What (Math) is in a Name?
October 3, 2011 at 12:12 pm 4 comments
One of my favorite online tools is the Mean and Median app from Illuminations. This tool allows you to create a data set with up to 15 elements, plot them on a number line, investigate the mean and median, and consider a box-and-whisker plot based on the data. Perhaps the coolest feature is that you can copy an entire set of data, make some changes, and compare the modified set to the original set. For example, the box-and-whisker plots below look very different, even though the mean and median of the two sets are the same.
It’s a neat tool for learning about mean and median, and I plan to use this tool in an upcoming presentation.
- Exceptional, Free Online Resources for the Middle Grades Classroom
G. Patrick Vennebush
Thursday, October 20, 12:30-2:00pm
Room 401 (Atlantic City Convention Center)
For classroom use, I like to use this app with real sets of data. However, the app requires all elements of a data set to be integers from 1-100. Can you think of a data set with a reasonable spread that has no (or at least few) elements greater than 100? If so, leave a comment.

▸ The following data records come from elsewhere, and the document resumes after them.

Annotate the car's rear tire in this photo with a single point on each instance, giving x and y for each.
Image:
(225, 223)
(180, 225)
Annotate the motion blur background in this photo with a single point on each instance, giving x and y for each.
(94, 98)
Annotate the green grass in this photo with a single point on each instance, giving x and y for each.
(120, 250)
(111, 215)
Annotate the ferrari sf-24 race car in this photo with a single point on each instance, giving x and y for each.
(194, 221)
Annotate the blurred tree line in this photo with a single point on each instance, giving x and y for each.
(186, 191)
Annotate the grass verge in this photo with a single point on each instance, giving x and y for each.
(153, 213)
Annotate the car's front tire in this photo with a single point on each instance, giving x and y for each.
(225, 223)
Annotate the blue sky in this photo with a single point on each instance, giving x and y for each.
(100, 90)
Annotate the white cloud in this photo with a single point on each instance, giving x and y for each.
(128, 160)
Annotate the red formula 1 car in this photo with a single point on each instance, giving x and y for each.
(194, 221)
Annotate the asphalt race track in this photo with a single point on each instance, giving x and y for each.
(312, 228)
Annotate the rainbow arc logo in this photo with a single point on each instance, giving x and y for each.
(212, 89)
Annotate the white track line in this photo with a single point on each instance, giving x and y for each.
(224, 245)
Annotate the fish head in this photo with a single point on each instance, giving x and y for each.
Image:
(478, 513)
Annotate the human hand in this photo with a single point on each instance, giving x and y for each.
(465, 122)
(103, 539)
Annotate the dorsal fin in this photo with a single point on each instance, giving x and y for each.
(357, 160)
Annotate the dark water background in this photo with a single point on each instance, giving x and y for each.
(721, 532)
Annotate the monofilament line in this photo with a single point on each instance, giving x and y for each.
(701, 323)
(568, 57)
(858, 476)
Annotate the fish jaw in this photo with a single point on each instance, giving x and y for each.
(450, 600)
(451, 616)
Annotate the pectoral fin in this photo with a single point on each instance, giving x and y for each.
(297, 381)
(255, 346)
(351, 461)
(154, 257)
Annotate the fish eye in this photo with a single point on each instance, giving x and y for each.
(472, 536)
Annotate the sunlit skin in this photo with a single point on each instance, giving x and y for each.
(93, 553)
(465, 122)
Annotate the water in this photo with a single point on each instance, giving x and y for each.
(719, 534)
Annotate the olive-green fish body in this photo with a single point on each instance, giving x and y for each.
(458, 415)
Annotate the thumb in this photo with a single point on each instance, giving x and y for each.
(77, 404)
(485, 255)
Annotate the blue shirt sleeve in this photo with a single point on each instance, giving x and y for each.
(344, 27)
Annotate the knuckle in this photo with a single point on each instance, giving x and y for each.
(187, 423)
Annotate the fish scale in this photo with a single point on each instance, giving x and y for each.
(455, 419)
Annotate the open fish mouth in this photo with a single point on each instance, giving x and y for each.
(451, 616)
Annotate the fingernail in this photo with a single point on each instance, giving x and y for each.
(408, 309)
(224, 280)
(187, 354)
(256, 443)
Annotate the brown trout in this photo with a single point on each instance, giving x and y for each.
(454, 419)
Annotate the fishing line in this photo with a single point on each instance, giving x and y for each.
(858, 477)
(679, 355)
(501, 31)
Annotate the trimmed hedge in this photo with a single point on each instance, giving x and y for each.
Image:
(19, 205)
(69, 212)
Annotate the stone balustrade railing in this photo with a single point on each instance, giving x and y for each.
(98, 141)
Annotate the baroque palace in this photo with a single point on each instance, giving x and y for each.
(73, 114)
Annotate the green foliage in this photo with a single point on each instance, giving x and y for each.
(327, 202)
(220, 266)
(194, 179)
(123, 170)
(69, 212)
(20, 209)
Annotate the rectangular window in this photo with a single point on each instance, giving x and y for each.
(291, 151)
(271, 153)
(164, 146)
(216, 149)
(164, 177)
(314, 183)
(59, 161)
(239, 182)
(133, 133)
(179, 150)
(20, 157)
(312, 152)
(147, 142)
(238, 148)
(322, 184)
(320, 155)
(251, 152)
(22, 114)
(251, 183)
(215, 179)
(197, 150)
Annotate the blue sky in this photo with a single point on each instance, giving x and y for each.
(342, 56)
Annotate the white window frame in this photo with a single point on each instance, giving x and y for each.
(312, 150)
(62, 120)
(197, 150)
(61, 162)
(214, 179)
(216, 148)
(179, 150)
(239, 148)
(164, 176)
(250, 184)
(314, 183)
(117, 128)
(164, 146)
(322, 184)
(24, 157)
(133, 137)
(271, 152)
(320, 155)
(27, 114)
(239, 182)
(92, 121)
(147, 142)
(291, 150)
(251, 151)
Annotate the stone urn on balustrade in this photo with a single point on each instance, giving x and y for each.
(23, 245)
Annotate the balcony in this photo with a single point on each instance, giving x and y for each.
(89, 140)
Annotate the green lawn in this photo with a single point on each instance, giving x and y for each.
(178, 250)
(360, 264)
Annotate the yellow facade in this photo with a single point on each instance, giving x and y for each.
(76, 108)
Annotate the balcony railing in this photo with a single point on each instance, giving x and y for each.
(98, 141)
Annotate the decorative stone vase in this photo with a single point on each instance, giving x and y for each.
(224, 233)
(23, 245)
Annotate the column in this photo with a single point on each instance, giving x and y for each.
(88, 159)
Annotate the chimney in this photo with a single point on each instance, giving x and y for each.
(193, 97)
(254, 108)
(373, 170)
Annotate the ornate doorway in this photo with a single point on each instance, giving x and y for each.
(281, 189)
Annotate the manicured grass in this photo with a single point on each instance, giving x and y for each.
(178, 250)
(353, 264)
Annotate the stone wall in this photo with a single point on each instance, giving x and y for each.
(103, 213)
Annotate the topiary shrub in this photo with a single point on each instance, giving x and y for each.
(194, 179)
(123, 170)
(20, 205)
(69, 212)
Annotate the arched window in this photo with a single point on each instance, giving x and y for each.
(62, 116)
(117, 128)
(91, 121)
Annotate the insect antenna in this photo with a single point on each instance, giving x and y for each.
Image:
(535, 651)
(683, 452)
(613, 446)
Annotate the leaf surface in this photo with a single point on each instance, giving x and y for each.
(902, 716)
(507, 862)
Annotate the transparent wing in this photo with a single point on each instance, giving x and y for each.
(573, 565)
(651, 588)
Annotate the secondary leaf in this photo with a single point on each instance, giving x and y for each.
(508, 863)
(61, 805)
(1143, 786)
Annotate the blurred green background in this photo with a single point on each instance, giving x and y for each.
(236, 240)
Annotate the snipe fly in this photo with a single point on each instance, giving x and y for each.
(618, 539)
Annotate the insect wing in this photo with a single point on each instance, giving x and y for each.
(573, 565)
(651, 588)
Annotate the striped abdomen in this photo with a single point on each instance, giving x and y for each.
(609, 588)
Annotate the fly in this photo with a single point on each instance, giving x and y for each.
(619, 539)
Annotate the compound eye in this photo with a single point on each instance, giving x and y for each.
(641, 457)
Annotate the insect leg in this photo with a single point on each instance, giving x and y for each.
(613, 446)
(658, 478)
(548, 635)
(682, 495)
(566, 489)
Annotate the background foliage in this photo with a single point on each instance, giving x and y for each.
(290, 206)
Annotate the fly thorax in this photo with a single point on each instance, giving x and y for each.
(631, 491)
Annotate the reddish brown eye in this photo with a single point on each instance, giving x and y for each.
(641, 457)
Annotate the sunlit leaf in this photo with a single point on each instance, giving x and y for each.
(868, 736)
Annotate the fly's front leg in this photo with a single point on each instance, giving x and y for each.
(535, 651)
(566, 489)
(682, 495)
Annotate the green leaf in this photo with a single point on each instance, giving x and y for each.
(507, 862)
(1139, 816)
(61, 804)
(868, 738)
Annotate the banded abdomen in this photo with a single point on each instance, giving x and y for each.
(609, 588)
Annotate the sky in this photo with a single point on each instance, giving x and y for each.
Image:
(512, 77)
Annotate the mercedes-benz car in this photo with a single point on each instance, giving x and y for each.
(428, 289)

Recently, and rather accidentally, I found a data set that works well. Do the following:
Assign each letter of the alphabet a value as follows: A = 1, B = 2, C = 3, and so on. Find the sum of the letters in your name; e.g., BOB → 2 + 15 + 2 = 19.
Now imagine that every student in a class finds the sum of the letters in their first name. For a typical class, what is the range of the data? What is the mean and median?
The name with the smallest sum that I could find?
ABE → 1 + 2 + 5 = 8
The name with the largest sum?
CHRISTOPHER → 3 + 8 + 18 + 9 + 19 + 20 + 15 + 16 + 8 + 5 + 18 = 139
The Social Security Administration provides a nice resource for investigation, Popular Baby Names. Using a randomly selected set of 2,000 names and an Excel spreadsheet, I found the mean name sum to be 62.49, and 96% of the names had sums less than 100. Of the 80 names with sums greater than 100, many (such as Christopher, Timothy, Gwendolyn, Jacquelyn) have shortened forms (Chris, Tim, Gwen, Jackie) for which the sum is less than 100.
As it turns out, the frequency with which letters occur in first names differs from their frequency in common English words. The most common letter in English words is e, but the most common letter in names is a. The chart below shows the frequency with which letters occur in first names.
Because of this distribution, the average value of a letter within a first name is 10.54, which is slightly less than the 13.50 you might expect. This is because letters at the beginning of the alphabet, which contribute smaller values to the name sum, occur more often in names than letters at the end of the alphabet.
The chart below shows the distribution for the number of letters within first names. The mean number of letters within first names is 5.92 letters, and the median is 6. (In the data set of 2,000 names from which this chart is derived, no name contained more than 11 letters.)
Do you know a name that has more than 11 letters or has a name sum greater than 139 or less than 8? Let me know in the comments.
Entry filed under: Uncategorized. Tags: data, elements, frequency, letters, mean, median, name, postaweek2011, sum.
1.
capnc | October 3, 2011 at 8:46 pm
Cab, as in Cab Calloway, comes in at 6. I’ve heard of “Babs” as a nickname for Barbara, but I don’t think “Bab” cuts it…
2.
venneblock | October 4, 2011 at 6:20 am
His full name was Cabell, but I’d still accept Cab. Nice one!
3.
.mau. | October 4, 2011 at 3:46 am
I know a longer name, but it’s in Italian: Massimiliano (there are also compounded names like Pierfrancesco, but maybe they are ruled out 🙂 )
4.
venneblock | October 4, 2011 at 6:22 am
I was certainly being geocentric when thinking of names, and I pulled my data set from the U.S. Social Security Agency. No reason to restrict foreign names, though. And compound names seem okay to me, too, since names like Brookelynn and Annemarie were in the data set I used.